Regarding the analyzed parameters, the water temperature is the most different from the others (Fig. 4). This variable is more associated with the stations located inside the reservoir, in which they present, in general, higher averages, as observed in Table S1. The other parameters explain more intensely the variability within the stations located in lotic environments. In particular, the parameters DFe, turbidity, and thermotolerant coliforms stand out, whose weight vectors were closer to 1 in relation to the PC1 axis (Fig. 4) and for which the calculated means and standard deviations were, in the overall, visibly higher in the main river and its tributaries (Table S1).

The analysis of the angles formed between the weight vectors of each variable and the axis of the components indicate that the parameters most associated with PC1 may be related to agricultural activities, such as thermotolerant coliforms, turbidity and TAN, and with natural factors, such as temperature and DFe, according to local geochemical characteristics. These results corroborate to the analyses applied previously. For PC2, the variables of greatest weight seem to be related to the acidity of the region's water (talc, pH, and SO4−2), explained by the soil characteristics and the composition of the rocks used in the construction of the HPP Irapé dam (Cemig, 2012).

Conclusion

The descriptive statistics pointed out that, in general, the water quality of the HPP Irapé reservoir and its contributors is adequate for their uses, except for DFe.
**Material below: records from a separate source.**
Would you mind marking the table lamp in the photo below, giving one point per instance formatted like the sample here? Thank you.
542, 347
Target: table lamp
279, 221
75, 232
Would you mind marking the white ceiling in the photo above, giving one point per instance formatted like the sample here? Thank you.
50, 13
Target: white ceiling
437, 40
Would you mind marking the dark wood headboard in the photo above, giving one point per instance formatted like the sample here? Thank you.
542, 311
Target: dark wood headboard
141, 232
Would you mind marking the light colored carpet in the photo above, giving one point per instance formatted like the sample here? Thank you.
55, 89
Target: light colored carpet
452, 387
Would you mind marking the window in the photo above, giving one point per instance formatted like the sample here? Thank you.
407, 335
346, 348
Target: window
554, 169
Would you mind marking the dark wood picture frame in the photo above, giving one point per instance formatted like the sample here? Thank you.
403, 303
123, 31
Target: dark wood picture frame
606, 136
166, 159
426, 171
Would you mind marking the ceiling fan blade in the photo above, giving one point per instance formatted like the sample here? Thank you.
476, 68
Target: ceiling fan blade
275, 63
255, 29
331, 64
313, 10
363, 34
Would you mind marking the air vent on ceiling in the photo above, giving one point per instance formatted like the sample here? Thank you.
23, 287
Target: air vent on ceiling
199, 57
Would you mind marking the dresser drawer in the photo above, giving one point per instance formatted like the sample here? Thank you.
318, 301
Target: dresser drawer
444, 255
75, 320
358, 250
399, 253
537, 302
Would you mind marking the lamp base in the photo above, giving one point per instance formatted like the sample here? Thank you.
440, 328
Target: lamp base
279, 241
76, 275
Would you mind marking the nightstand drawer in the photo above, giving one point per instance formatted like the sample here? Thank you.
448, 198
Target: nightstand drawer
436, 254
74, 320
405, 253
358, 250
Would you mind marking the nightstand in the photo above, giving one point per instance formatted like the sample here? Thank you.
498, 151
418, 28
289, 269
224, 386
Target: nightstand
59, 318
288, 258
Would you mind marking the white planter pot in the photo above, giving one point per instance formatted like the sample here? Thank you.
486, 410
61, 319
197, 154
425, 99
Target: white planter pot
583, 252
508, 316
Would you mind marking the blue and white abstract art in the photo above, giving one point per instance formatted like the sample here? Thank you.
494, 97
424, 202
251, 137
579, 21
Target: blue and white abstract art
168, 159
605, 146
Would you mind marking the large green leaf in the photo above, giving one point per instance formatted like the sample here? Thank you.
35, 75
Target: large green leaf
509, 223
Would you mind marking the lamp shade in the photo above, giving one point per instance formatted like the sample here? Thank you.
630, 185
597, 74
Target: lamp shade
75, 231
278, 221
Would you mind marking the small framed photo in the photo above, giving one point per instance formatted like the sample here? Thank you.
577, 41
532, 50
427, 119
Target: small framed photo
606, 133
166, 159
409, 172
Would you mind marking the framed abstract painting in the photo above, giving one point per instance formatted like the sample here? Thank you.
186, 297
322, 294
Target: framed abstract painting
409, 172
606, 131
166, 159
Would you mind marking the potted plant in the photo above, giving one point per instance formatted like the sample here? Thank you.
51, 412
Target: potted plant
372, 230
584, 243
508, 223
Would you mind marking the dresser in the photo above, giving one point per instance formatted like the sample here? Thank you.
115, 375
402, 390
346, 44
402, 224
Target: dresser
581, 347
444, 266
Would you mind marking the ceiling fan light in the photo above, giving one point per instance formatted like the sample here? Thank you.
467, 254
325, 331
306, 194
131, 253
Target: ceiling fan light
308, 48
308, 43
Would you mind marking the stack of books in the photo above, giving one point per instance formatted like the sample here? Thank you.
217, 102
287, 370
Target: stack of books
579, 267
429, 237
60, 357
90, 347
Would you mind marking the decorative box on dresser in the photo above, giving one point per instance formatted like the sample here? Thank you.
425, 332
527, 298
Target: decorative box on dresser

The CA separated the stations into four clusters, two consisting of isolated monitoring stations and two of larger groups. Cluster I (C1) consisted of stations with greater influence from lentic environments and Cluster II (C2) consisted of stations with more influence from lotic environments, located upstream of the reservoir. These results demonstrate the reservoir influence on the regional water quality. The distinct behavior between the lentic and lotic environments was also evident in the PCA.

The analyses employed indicated a better water quality in the stations in the reservoir. This can be associated with the sedimentation process of the pollutants due to the slower water flow rate and vertical stratification. However, this study analyzed only the reservoir surface waters, due to the absence of data in the other depths. Thus, it is suggested that future works explore and consider the entire water column of the reservoir to complement this study. Another suggestion is the inclusion of the biological data evaluation and a greater exploration of data referring to metals, given the low pH values found in the region and the great impact that these components have in aquatic biota.

Finally, Spearman’s correlation analysis and PCA indicated that the main variables responsible for altering the quality of the region can be associated with natural factors, such as local geological characteristics, as well as with agricultural and livestock activities in the region.